Со времен «Шинели» Гоголя русские литераторы написали, вероятно, несколько сотен или даже тысячи таких нарочито трогательных рассказов; вокруг великолепных цветов подлинной русской литературы они являются одуванчиками, которые якобы должны украсить нищенскую жизнь больной и жесткой русской души[3].
Но от этого рассказа на меня повеяло крепким дуновением таланта, который чем-то напомнил мне Помяловского, а кроме того, в тоне рассказа чувствовалась скрытая автором умненькая улыбочка недоверия к факту, – улыбочка эта легко примирялась с неизбежным сентиментализмом «пасхальной» и «рождественской» литературы.
Я написал автору письмо по поводу рассказа и получил от Л. Андреева забавный ответ; оригинальным почерком, полупечатными буквами он писал веселые, смешные слова, и среди них особенно подчеркнуто выделился незатейливый, но скептический афоризм:
«Сытому быть великодушным столь же приятно, как пить кофе после обеда».
С этого началось мое заочное знакомство с Леонидом Николаевичем Андреевым. Летом я прочитал еще несколько маленьких рассказов его и фельетонов Джемса Линча, наблюдая, как быстро и смело развивается своеобразный талант нового писателя.
Осенью, проездом в Крым, в Москве, на Курском вокзале, кто-то познакомил меня с Л. Андреевым. Одетый в старенькое пальто-тулупчик, в мохнатой бараньей шапке набекрень, он напоминал молодого актера украинской труппы. Красивое лицо его показалось мне малоподвижным, но пристальный взгляд темных глаз светился той улыбкой, которая так хорошо сияла в его рассказах и фельетонах. Не помню его слов, но они были необычны, и необычен был строй возбужденной речи. Говорил он торопливо, глуховатым, бухающим голосом, простуженно кашляя, немножко захлебываясь словами и однообразно размахивая рукой – точно дирижировал. Мне показалось, что это здоровый, неуемно веселый человек, способный жить, посмеиваясь над невзгодами бытия. Его возбуждение было приятно.

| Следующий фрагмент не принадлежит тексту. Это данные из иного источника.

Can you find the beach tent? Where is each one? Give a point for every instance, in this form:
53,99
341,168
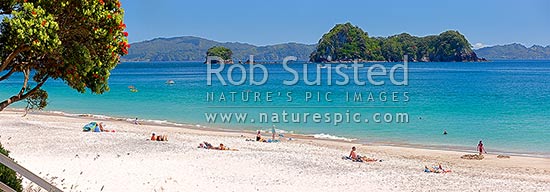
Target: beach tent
92,126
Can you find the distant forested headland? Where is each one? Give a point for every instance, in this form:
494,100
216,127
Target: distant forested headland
344,42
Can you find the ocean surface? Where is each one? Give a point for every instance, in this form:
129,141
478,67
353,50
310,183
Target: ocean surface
504,103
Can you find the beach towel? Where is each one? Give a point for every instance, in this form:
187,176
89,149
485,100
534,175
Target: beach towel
90,126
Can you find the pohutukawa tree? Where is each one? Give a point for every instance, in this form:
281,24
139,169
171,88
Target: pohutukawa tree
77,41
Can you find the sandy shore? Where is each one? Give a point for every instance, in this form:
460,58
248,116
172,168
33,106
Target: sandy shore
55,147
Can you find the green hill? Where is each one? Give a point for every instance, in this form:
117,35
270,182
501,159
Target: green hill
346,42
515,52
189,48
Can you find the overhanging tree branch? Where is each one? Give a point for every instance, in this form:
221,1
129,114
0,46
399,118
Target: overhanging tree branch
22,95
12,56
7,75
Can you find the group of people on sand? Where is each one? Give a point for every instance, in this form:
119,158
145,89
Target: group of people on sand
155,137
261,139
206,145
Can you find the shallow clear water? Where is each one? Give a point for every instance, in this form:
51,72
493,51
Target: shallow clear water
505,103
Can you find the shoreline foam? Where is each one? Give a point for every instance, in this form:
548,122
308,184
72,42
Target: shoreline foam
54,147
320,136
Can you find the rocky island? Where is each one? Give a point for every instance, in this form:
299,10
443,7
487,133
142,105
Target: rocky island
346,43
221,52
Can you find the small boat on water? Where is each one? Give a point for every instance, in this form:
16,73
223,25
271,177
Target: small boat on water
170,82
132,89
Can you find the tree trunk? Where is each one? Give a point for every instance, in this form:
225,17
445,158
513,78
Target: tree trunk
21,96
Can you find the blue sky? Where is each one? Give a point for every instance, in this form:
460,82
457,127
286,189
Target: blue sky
305,21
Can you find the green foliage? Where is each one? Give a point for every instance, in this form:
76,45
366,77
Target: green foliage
220,51
77,41
346,42
189,48
515,51
8,176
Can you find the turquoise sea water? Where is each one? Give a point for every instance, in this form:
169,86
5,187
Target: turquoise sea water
505,103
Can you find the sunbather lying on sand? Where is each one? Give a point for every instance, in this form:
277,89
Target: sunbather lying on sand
207,145
436,169
357,158
154,137
102,129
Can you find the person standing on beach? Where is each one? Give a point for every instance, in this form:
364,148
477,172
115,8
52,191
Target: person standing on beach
480,148
258,136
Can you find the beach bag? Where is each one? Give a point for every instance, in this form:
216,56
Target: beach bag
90,126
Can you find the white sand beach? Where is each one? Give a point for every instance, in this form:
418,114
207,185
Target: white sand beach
54,147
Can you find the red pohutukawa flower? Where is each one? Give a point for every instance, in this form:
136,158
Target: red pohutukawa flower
122,25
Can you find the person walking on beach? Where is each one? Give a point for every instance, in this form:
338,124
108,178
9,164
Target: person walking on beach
353,154
273,132
258,136
480,148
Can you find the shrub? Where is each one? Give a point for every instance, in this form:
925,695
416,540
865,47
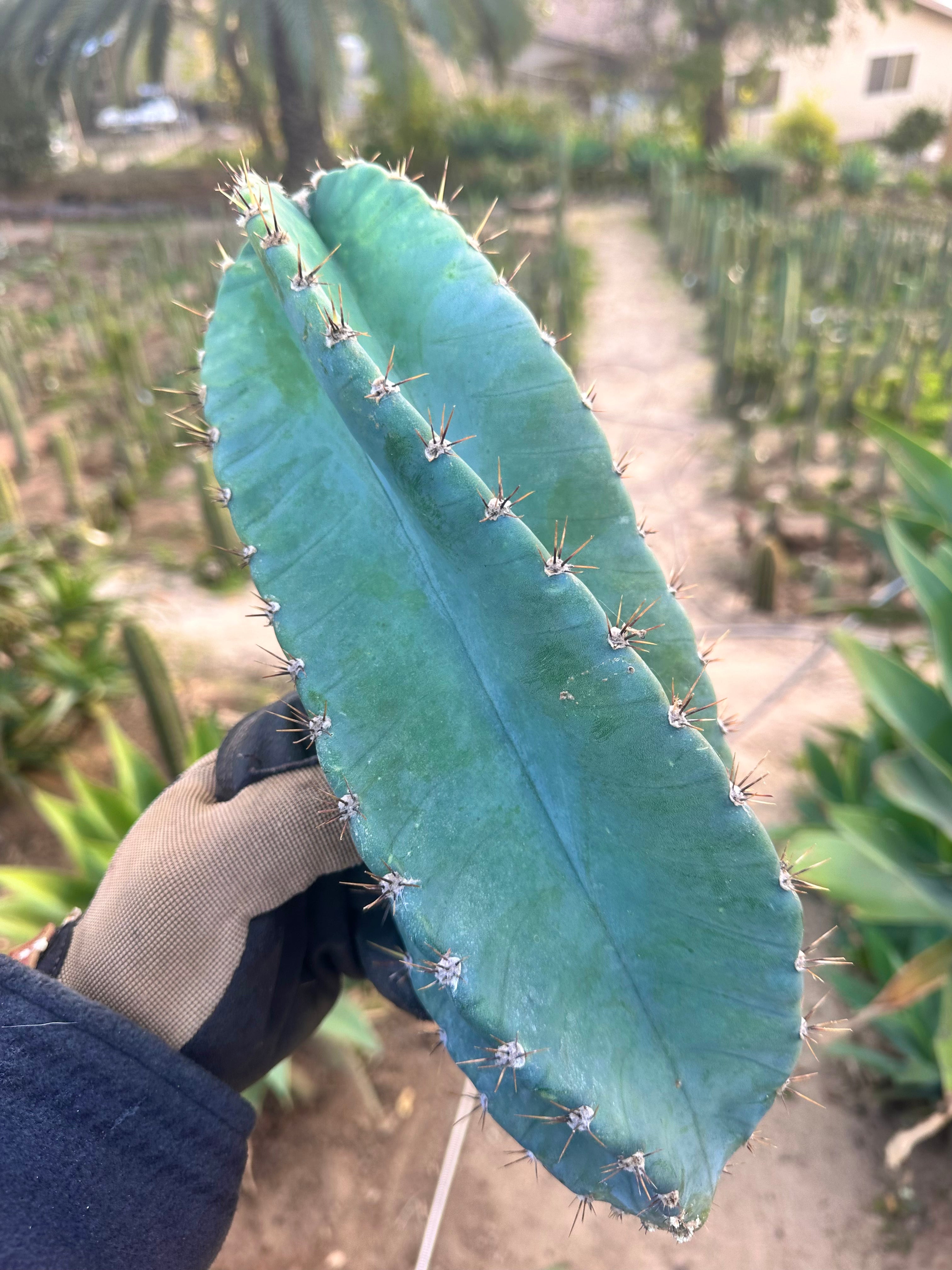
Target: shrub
918,183
753,169
25,139
59,658
916,131
860,171
652,148
807,134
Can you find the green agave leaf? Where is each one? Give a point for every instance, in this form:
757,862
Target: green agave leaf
348,1024
45,895
483,355
926,473
931,582
612,907
136,775
917,785
867,867
920,713
64,820
106,815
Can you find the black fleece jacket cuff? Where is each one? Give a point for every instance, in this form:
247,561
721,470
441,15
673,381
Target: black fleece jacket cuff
116,1151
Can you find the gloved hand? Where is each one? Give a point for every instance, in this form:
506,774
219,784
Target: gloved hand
224,924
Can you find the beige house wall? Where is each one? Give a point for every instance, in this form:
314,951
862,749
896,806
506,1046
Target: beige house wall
837,77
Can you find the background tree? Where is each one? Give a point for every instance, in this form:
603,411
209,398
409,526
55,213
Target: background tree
295,43
710,25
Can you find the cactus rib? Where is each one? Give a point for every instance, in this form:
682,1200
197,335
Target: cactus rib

– Будемте друзьями! – говорил он, пожимая мою руку.
Я тоже был радостно возбужден.
Зимою, на пути из Крыма в Нижний, я остановился в Москве, и там наши отношения быстро приняли характер сердечной дружбы.
Я видел, что этот человек плохо знает действительность, мало интересуется ею, – тем более удивлял он меня силой своей интуиции, плодовитостью фантазии, цепкостью воображения. Достаточно было одной фразы, а иногда – только меткого слова, чтобы он, схватив ничтожное, данное ему, тотчас развил его в картину, анекдот, характер, рассказ.
– Что такое С.? – спрашивает он об одном литераторе, довольно популярном в ту пору.
– Тигр из мехового магазина.
Он смеется и, понизив голос, точно сообщая тайну, торопливо говорит:
– А – знаете – надо написать человека, который убедил себя, что он – герой, эдакий разрушитель всего сущего и даже сам себе страшен, – вот как! Все ему верят, – так хорошо он обманул сам себя. Но где-то в своем уголке, в настоящей жизни, он – просто жалкое ничтожество, боится жены или даже кошки.
Нанизывая слово за словом на стержень гибкой мысли, он легко и весело создавал всегда что-то неожиданное, своеобразное.
Ладонь одной руки у него была пробита пулей, пальцы скрючены, – я спросил его: как это случилось?